Tuesday, April 9, 2024

'Frank Auerbach: The Charcoal Heads' (The Courtauld until May 27 2024): Creative Destruction



They haunt the room like ghosts, not so much portraits as memories of personal and collective trauma. Frank Auerbach: The Charcoal Heads at the Courtauld is in many ways a limited exhibition: two rooms, twenty three works, mostly monochrome; a handful of sitters and a few short years out of a long, ongoing career. Yet there is nothing limiting about it. Auerbach is best known for solidity and forcefulness: his landscapes - the Courtauld has its own example on permanent display in an adjacent room - are literal reliefs, paint worms writhing out of the ground, deep furrows ploughed and excavated. The term 'impasto' seems drastically inadequate. There are some oil portraits in the Courtauld show which display the same aggressive manipulation of his medium, where features crumple under the weight of paint, into an almost Dorian Gray-like state of decay. But their sheer physicality is no match for the ethereal subtlety of the charcoal works which have both the otherworldly oddness of photographic negatives and the time-ravaged sense of something ancient.

Auerbach is no ordinary portraitist.
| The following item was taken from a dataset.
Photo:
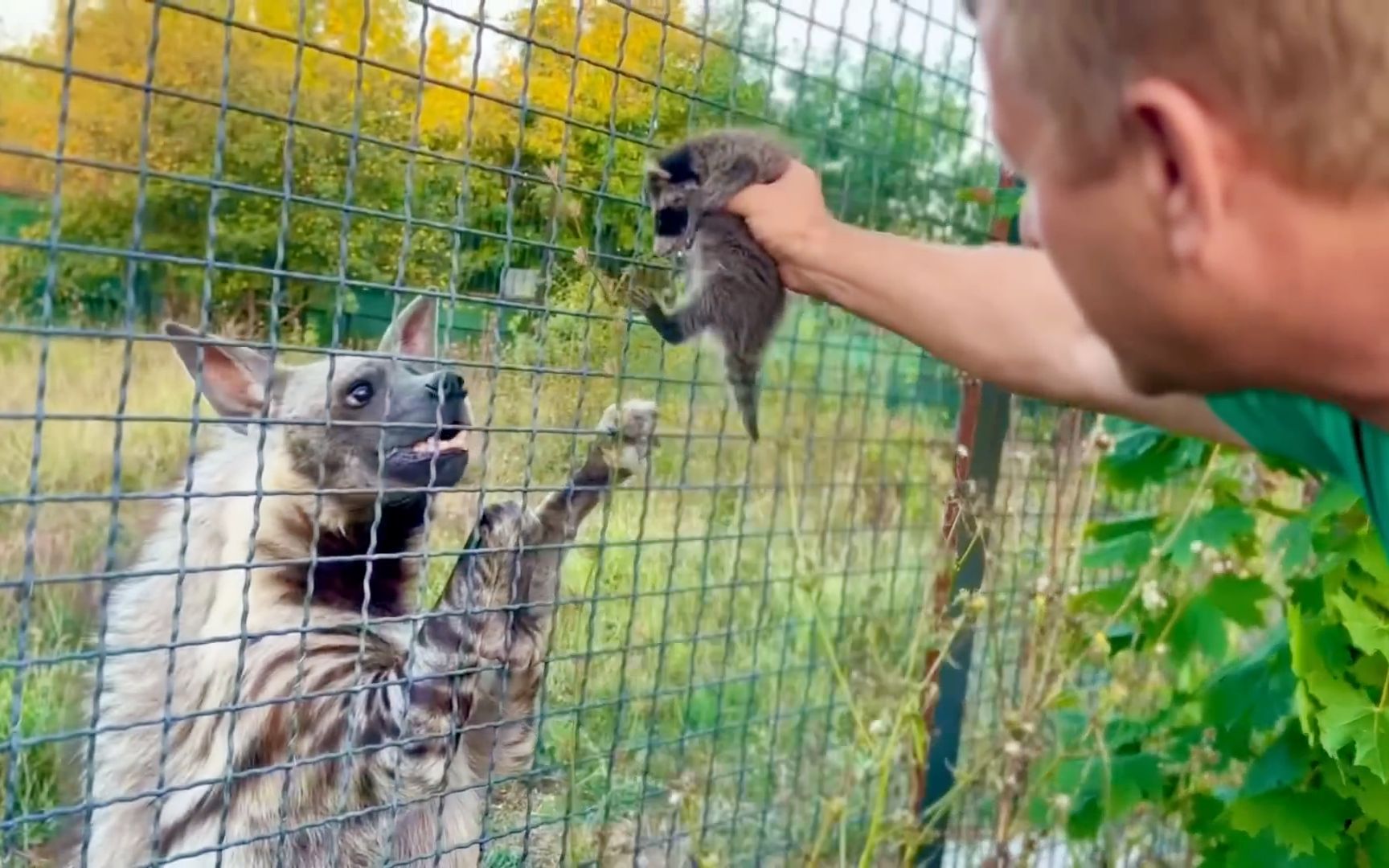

His subjects are familiar, familial, himself, seen here in repeat. He observed them over months, each sitting recorded and erased in a process of layering and repeat. The time and process are writ large in scuffs and tears and mends: whilst Auerbach's oils seem often a process of building up, here he is constantly breaking down. It is one of the many contradictions. Works which have been produced so slowly are utterly immediate, a flash of dynamic lines. Faces in close-up scale largely avoid our gaze, with hollows for eyes which tilt down or turn aside. Line and structure are etched with a rubber. Never has creation seemed so destructive.

There is no context given to these figures - no background, no space, little detail - but once you know the context, rawness hangs acrid in the air. Auerbach's own tragedy, refugee child of parents murdered in Auschwitz, and the long, lingering shadow of the Second World War: physical and mental scars, visible wounds, patches of poverty and endless, endless grey. The occasional slash of colour seems like an attack rather than a respite. The faces take on a ghoulish emptiness, stripped back, almost genderless. Yet the final, greatest paradox of this show is that humanity triumphs in the end. Auerbach's self portraits are thoughtfully challenging in their strong, straight stare. His cousin, Gerda Boehm, another refugee, his substitute parent, retains her poise and gentility. Helen Gillespie is all angles and sharp edges, positively glinting with wit. These characters breath and move, with subtle shifts of pose, lighting and expression across the different charcoals. Not ghosts after all.